Desânimo
No carnval de hoje, os tambores ainda tocam, mas o coração da folia já não bate como antes...
Giselle Nunes
7/14/20252 min read


Às vésperas do Carnaval cortejos abarrotavam ruas e vielas da Cidade Maravilhosa. Lá do alto o nonagenário espiava e ponderava. Espichou o olhar para direita e ajustou o foco para as ruas do Jardim Botânico. Cristo Redentor há mais de nove décadas vibrava com os festejos carnavalescos. Viu a transformação se abater à festa. Nostalgia e saudosismo lhe deprimiu mais uma vez.
Bloco quadragenário, se arrastava pelo bairro de palmeiras reais. Na multidão, o número de ambulantes e catadores de latinhas e plásticos aumentara. Sintoma do subemprego. Olhava com pesar os que fuçavam o sustento. Pensava que naquele momento só deveria haver alegria, e não preocupações. Os farristas urinavam, sem qualquer cerimônia, nos pés das árvores. Coitadas! Imagine o fedor. – pensou enrugando o nariz.

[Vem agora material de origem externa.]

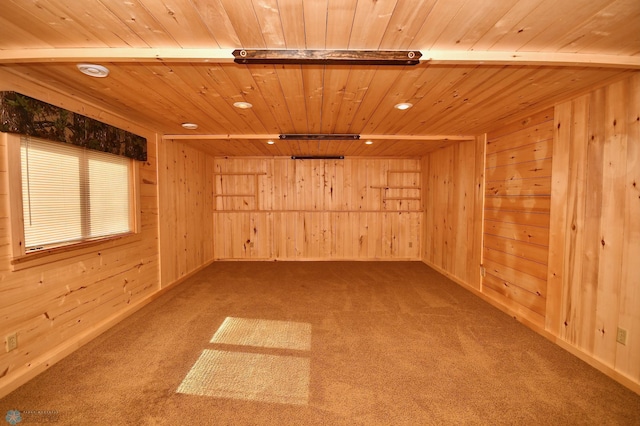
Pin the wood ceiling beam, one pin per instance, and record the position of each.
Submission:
(198, 55)
(276, 137)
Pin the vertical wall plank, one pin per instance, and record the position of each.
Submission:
(453, 189)
(599, 285)
(186, 226)
(627, 358)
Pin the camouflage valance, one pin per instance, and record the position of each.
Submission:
(27, 116)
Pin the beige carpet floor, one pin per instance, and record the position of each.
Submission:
(322, 343)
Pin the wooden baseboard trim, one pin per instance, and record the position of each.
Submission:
(43, 362)
(577, 352)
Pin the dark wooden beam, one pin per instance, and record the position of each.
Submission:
(327, 57)
(321, 137)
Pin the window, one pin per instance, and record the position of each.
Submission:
(72, 194)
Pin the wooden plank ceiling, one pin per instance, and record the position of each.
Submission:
(467, 89)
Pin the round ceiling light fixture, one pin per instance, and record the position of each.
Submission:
(93, 70)
(402, 106)
(242, 105)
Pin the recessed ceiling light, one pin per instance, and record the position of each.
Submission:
(93, 70)
(402, 106)
(242, 105)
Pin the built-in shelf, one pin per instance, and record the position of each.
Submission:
(255, 185)
(384, 189)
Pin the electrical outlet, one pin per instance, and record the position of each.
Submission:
(12, 342)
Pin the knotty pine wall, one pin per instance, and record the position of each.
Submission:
(61, 301)
(594, 278)
(284, 209)
(453, 182)
(572, 196)
(516, 213)
(185, 177)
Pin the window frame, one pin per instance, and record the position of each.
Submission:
(22, 259)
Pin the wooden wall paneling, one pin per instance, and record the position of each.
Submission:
(453, 186)
(61, 301)
(186, 200)
(612, 222)
(594, 186)
(518, 197)
(316, 217)
(627, 356)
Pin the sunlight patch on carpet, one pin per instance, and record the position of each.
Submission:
(249, 376)
(264, 333)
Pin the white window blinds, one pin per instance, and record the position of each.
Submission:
(72, 194)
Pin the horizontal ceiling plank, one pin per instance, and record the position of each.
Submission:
(276, 137)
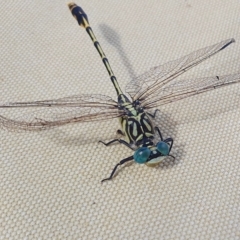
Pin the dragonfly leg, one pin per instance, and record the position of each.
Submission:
(154, 114)
(115, 168)
(120, 132)
(160, 135)
(120, 141)
(170, 142)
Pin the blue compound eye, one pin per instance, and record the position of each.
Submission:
(142, 154)
(163, 148)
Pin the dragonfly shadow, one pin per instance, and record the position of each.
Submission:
(113, 38)
(81, 136)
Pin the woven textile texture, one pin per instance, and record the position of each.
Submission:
(50, 181)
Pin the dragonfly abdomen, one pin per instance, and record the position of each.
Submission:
(137, 128)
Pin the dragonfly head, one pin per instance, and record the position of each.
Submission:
(150, 154)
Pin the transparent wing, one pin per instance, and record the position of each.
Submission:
(58, 112)
(144, 86)
(187, 87)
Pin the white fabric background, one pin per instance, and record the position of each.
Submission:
(50, 181)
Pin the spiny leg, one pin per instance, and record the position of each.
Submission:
(160, 135)
(120, 132)
(117, 140)
(170, 140)
(115, 168)
(154, 114)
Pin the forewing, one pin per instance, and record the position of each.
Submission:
(58, 112)
(144, 85)
(187, 87)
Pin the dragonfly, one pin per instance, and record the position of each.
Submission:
(155, 88)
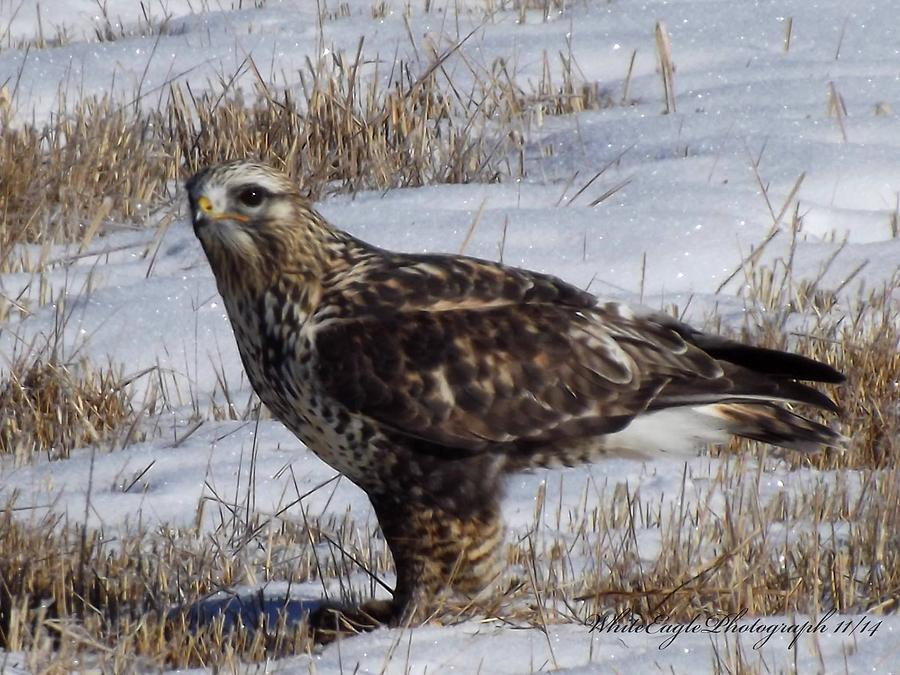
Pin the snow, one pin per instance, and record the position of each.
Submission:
(692, 206)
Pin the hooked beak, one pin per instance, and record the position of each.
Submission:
(206, 211)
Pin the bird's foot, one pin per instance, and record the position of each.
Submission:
(332, 620)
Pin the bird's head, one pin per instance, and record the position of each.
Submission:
(250, 217)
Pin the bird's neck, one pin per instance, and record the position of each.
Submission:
(292, 263)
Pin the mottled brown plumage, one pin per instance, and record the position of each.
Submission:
(425, 378)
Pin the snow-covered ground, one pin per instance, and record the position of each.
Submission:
(693, 208)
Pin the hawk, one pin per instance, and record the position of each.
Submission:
(425, 379)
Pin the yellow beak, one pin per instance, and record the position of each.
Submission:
(205, 206)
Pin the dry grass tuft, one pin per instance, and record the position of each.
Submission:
(51, 408)
(70, 598)
(348, 127)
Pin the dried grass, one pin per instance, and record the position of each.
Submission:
(51, 408)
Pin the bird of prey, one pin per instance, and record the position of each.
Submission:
(425, 379)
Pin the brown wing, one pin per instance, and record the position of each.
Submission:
(471, 378)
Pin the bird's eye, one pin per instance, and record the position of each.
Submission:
(252, 196)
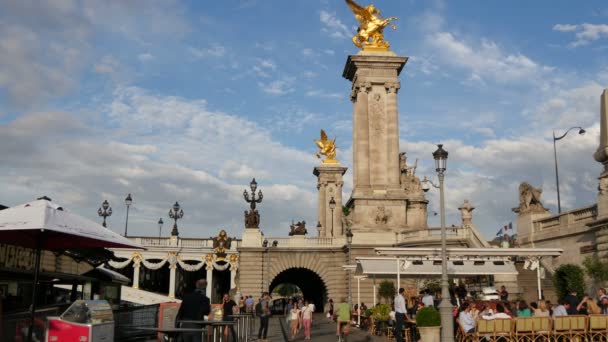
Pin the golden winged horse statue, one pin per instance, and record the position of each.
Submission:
(370, 34)
(327, 148)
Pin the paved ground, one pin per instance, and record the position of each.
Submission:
(323, 330)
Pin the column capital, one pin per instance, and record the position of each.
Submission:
(392, 87)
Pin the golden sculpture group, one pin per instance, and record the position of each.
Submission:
(327, 148)
(370, 34)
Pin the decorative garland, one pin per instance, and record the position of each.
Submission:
(154, 266)
(189, 267)
(120, 264)
(178, 260)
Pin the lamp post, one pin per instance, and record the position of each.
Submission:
(175, 213)
(275, 243)
(160, 226)
(107, 211)
(128, 202)
(349, 241)
(445, 307)
(580, 131)
(332, 206)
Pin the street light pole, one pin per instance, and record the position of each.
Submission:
(349, 240)
(581, 131)
(107, 211)
(175, 213)
(332, 206)
(128, 202)
(160, 227)
(445, 307)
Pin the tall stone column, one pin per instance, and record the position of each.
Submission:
(601, 156)
(379, 200)
(329, 183)
(136, 265)
(172, 270)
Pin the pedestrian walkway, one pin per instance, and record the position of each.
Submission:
(323, 330)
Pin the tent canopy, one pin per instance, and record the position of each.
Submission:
(44, 224)
(388, 266)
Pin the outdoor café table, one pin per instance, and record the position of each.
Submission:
(217, 327)
(171, 333)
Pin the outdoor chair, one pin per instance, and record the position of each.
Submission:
(532, 329)
(570, 328)
(463, 336)
(598, 328)
(494, 330)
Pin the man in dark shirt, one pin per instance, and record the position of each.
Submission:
(195, 306)
(504, 295)
(573, 300)
(228, 309)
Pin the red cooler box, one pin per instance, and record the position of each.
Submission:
(83, 321)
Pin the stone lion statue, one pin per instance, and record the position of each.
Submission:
(529, 198)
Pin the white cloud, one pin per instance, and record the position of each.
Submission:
(278, 87)
(585, 33)
(145, 57)
(564, 27)
(333, 26)
(485, 60)
(212, 51)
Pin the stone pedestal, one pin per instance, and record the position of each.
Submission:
(252, 237)
(379, 201)
(329, 184)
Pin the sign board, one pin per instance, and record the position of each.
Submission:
(166, 316)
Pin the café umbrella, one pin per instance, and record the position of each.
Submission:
(44, 225)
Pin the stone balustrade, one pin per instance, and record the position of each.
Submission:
(179, 243)
(579, 216)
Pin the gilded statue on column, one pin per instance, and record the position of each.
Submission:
(370, 34)
(327, 148)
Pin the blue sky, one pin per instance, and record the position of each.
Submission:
(188, 101)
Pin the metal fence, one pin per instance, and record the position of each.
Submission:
(128, 317)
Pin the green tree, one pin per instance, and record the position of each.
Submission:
(596, 269)
(567, 278)
(386, 290)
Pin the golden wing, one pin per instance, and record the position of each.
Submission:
(323, 136)
(359, 11)
(319, 143)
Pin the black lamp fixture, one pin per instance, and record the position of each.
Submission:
(128, 202)
(441, 159)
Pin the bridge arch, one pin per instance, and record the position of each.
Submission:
(312, 285)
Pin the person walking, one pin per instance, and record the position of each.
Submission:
(264, 313)
(400, 313)
(294, 320)
(342, 312)
(195, 306)
(307, 319)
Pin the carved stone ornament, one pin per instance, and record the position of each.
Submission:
(252, 219)
(298, 229)
(529, 199)
(221, 244)
(382, 215)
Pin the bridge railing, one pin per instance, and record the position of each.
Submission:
(184, 243)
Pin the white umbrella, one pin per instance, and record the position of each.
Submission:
(42, 224)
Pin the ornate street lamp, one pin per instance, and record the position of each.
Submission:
(128, 202)
(581, 131)
(349, 241)
(332, 206)
(175, 214)
(107, 211)
(445, 307)
(160, 226)
(252, 217)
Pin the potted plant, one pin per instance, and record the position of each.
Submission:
(381, 315)
(428, 321)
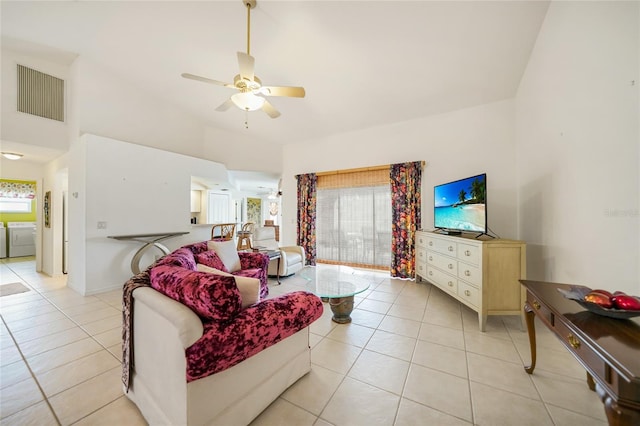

Os foliões não interagiam com os músicos. Estes não existiam mais. Agora havia um intruso imponente e mandante da festança: o trio elétrico. Antigamente os cortejos tinham como célula a banda de metais que caminhava juntamente com os foliões. Ah! Que maravilha era ver a banda ladeada pelos farristas. Bons tempos... O monstrengo ainda exalava música desconhecida, o hino do bloco. Que lástima! As pessoas arrastavam os pés. Desânimo generalizado. Ninguém cantava. Ninguém pulava. Ninguém brincava. Pasmaceira. Os pseudos foliões caminhavam de cabeças baixas com olhos nos celulares. O hino do bloco era repetido dezenas de vezes, mas ninguém interagia. Fiasco.
Entristecido, entrou em contato com o Homem da Meia-noite lá de Olinda, que tinha os mesmos 93 anos de existência.
– Oi Homem! Como anda o Carnaval por aí? – quis saber o senhor Cristo Redentor.
– Olá, carioca! Por aqui a festança, a todo o vapor. Cresceu por demais. As ruas, coitadas, lotadas. Mas, tirando os furtados telemóveis, a euforia continua como nunca!
O nonagenário carioca ouviu a tudo ressabiado.
– Mas aí não tem o monstrengo trio elétrico? – questionou duvidoso.
O idoso pernambucano gargalhou.
– Olha “meu rei”, aqui a fuleiragem não se cria. Visse? As bandas, os blocos, os estandartes e o frevo continuam de raiz.
O Cristo murchou como flor desaguada. O Homem percebeu o acanhamento.
– O que o aflige, amigo?
Ele então relatou o que assistira.
O Homem da Meia-noite ouvia a todo testemunho carnavalesco do amigo.
– Amigo, aí no Rio o Carnaval virou vitrine. Chamariz. Comércio. Aqui, os próprios foliões requisitam o tradicional. Mas não sei até quando.
De repente, gritaria.
– Tenho que ir. Os carnavalescos me invocam. Até mais! – e lá se foi o boneco de quatro metros de altura no meio do povo.
O Cristo Redentor refletiu.
Que pena! O Carnaval está fadado. Não sei o que virá, o que será. Mas com certeza não mais foliará como nos velhos tempos.